Faith is that dynamic, spirited force that moves us to step out of the boat even into a dangerous world; that bridges us from the place we are, to the Kingdom of God that has come near, to the place we oughta be.
Which is why faith is so difficult. Faith is hard because it is supposed to move us, because it is supposed to change us. Faith is supposed to better us and open us, deepen us and mature us. And what I describe right there is not an easy journey to make. In fact, it’s the most difficult, most intimidating, most risk-filled journey we will ever take because it means again and again stepping out of the safety of the boat into the wind and the waves and the storm.
“Lord, if it is you – if it’s really you – command me to come to you on the water.”
When we think of proof of the existence of God, usually we think of God’s love, of the kind of blessed assurance that means Jesus is mine. Not here. “Lord, if it is you, I’ll know it when you command me to risk my life, to tempt death, to walk across the swirling depth of every threatening thing I’ve ever known.”
Lord, if it’s you, command me to jump off that cliff, walk that wire, take that plunge that I’ve been so afraid of. Lord, if it’s you, you’ll know that place in me where I just don’t want to go, and right there is where you’ll push me in. And that’s how I’ll know it’s you. Jesus. That is, if it’s you.
Do you remember the shootings five years ago, the nine people murdered by a white supremacist at a Bible study in the church basement in Charleston, South Carolina? The nation was inspired by the incredible faith witness as, one after another, family members of those murdered spoke at the arraignment and told the shooter, “We forgive you.”
One thing that happened then has always stuck with me, though. It was a TV interview with the parents of one of those killed, when the reporter asked them, “Will you be going to church this weekend, to seek solace in your faith?”
The father replied, “Solace? No. We won’t be going to church. At least not now. Because we’re Christians, and we know what Jesus commands about forgiveness, and frankly, we’re just not ready for that yet.
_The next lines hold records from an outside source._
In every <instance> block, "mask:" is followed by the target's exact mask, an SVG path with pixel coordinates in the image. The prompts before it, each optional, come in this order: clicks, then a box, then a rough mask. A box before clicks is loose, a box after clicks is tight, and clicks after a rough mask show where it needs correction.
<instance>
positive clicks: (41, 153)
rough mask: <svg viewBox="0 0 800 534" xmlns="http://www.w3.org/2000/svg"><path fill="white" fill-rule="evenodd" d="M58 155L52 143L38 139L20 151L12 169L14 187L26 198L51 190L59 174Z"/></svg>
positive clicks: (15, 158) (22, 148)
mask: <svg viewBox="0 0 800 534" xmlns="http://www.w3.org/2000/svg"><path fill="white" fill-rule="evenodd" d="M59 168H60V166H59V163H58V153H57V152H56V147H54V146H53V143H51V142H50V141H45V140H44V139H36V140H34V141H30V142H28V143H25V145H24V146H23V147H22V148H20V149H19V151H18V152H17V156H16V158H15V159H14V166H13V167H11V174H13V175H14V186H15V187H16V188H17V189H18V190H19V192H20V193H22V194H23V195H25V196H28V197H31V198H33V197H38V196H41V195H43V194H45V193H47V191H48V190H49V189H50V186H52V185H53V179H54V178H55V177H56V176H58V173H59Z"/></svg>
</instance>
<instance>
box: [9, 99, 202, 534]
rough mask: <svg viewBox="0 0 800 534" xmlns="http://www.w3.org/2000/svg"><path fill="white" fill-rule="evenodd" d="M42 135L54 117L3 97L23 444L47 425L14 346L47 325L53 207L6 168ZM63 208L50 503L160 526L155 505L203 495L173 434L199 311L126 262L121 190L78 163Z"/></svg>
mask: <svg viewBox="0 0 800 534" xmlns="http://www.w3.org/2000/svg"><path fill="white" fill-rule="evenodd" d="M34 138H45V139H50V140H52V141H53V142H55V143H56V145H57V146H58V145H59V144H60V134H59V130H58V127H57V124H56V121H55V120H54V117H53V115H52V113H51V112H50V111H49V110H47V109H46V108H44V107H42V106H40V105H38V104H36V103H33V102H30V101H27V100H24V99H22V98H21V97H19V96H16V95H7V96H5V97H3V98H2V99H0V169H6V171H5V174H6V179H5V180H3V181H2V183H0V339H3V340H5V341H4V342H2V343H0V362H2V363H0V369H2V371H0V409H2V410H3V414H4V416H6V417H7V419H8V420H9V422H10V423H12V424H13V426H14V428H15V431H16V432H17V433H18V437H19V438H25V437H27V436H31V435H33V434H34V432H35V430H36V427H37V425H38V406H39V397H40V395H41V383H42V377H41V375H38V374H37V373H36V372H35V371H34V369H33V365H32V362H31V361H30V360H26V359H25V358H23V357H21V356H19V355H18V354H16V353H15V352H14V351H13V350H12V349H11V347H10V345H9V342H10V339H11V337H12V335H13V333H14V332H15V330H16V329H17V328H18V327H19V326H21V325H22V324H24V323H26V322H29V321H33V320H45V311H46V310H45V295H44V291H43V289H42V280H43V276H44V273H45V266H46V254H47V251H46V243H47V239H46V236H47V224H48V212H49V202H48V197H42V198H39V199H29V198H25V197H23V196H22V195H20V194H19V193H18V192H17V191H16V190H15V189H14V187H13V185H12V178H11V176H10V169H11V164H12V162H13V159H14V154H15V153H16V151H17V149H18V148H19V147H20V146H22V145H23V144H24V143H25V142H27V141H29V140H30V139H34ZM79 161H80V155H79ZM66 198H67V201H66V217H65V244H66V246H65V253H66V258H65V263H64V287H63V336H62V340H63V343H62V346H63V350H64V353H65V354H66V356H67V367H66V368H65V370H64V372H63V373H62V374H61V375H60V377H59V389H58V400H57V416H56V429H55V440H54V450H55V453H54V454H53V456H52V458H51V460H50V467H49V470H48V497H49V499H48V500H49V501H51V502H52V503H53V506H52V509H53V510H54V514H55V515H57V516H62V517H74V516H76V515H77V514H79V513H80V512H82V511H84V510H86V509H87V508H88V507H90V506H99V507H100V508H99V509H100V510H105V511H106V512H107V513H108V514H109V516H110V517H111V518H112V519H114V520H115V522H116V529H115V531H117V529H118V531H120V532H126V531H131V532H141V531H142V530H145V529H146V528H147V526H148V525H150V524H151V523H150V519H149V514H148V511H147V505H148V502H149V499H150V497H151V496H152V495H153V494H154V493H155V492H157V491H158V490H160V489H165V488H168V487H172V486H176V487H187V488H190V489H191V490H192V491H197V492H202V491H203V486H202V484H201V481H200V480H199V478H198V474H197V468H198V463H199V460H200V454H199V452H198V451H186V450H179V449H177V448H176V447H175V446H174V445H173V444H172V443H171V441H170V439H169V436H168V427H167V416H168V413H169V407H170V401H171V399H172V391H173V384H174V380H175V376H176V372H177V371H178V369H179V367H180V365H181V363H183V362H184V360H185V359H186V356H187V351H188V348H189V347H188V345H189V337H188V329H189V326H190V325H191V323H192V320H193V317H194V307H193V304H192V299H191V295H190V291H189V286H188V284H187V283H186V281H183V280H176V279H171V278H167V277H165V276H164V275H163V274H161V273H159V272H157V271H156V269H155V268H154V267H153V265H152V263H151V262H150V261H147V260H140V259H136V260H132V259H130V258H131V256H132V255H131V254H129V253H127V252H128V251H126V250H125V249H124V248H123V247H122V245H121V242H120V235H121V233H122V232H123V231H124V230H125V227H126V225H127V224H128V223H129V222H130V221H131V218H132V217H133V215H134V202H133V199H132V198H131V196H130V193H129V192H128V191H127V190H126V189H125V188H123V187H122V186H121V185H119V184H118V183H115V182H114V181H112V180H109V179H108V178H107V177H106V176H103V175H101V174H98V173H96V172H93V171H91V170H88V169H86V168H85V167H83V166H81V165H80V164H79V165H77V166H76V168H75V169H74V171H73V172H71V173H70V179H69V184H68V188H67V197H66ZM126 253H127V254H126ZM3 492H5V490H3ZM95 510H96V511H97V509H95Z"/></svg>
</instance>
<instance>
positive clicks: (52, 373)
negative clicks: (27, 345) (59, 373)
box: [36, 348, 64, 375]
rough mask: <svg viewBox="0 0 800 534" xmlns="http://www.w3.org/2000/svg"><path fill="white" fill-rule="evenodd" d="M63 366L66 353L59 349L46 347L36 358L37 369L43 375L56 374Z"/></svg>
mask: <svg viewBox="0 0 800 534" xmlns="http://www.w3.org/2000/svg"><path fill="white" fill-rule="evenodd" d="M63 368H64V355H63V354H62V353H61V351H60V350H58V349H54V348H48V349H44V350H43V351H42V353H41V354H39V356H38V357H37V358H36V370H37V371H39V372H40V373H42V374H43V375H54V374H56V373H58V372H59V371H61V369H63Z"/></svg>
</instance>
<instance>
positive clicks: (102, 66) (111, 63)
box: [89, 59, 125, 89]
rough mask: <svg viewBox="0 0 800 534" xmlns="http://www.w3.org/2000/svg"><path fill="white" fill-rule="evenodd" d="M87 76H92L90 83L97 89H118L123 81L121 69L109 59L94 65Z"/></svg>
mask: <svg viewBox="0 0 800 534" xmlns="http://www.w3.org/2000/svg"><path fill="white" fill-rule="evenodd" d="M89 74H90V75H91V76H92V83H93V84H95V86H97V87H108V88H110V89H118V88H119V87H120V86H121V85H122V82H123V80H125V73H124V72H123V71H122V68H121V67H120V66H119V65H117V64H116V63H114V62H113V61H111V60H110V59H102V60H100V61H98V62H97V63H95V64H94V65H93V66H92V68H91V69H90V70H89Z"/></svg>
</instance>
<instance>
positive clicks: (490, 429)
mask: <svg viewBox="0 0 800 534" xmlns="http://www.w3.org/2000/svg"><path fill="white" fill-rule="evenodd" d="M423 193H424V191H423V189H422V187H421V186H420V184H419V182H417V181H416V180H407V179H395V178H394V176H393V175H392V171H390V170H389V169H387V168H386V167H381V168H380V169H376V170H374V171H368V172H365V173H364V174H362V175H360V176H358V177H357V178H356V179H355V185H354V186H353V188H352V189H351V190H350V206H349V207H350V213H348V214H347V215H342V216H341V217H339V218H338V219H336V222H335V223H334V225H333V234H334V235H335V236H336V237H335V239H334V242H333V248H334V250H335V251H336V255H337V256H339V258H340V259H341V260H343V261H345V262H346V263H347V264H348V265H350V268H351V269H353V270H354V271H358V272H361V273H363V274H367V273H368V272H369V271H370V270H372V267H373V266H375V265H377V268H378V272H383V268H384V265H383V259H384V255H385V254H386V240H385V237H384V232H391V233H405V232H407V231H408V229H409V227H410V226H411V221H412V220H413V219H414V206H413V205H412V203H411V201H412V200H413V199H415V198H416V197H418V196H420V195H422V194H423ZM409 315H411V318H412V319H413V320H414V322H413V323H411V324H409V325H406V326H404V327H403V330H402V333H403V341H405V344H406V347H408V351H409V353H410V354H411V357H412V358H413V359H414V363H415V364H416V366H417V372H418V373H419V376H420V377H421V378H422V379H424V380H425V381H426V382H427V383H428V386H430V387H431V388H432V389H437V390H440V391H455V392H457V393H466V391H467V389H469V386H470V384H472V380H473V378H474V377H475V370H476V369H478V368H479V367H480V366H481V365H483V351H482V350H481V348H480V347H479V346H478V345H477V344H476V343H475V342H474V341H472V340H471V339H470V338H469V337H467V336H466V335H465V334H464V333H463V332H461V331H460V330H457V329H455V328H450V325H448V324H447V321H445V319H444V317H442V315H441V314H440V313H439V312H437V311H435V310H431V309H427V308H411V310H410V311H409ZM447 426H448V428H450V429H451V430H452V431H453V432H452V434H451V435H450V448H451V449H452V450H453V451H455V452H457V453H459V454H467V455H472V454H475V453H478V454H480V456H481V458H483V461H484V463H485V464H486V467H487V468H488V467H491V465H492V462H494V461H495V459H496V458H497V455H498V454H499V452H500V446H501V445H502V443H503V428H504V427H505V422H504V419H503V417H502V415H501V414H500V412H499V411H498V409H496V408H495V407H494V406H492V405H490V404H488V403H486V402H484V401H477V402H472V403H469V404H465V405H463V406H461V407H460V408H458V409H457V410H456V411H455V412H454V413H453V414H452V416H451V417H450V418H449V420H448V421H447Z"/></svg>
It’ll be some time,” the father said, “before we’ll want to be with Jesus.”
And I thought, man, that is a guy who knows Jesus, and who knows the step of faith, all too well. Lord, if it’s you, you’re going to command me out of this boat, aren’t you? Lord, if it’s you, you’re going to invite me to let go of old-life stuff that I’d really rather hang onto right now, and into a new life that is way, way too different. Oh, that’s no filmy, diaphanous ghost, as the disciples first supposed, coming across the water to me with this forgiveness stuff. Naw, Jesus, when I hear what you command, that’s when it gets all too real.
So if in the dead of night, maybe early in the morning just before dawn, you find yourself awake as we often do because of some storm that has brewed up in your life. And you get this nagging sense that the reason the noise of the wind in your head just won’t stop, the reason you keep cycling it over and over again, is because you hear a voice in the storm calling out to say that things should be different. It’s somebody calling your name, a strange voice calling you to rise up, to risk the storm, to defy the waves. It’s somebody calling you to maybe the last place that you’d ever want to go. There’s a good chance, seems to me, that voice could belong to none other than the one who is your very Lord and Savior.
You know what? All too often, your god is nothing but a tame and domesticated projection of yourself. Admit it: that god you believe in agrees with you and affirms what you are doing a suspiciously great percentage of the time. Until, that is – until that moment when you experience God calling you to something that, actually, you would rather not.
Because, I mean, when that happens – who else would dare to call an ordinary, not very spectacularly faithful person like you to such high adventure, to such risk and such struggle, and in the end to such victory?
Who would dare to call you to step out of the boat, and dare to risk, and dare to dream, and dare to build a better world? I think you know who. If it’s you, Lord, … command me to come to you, over the water.”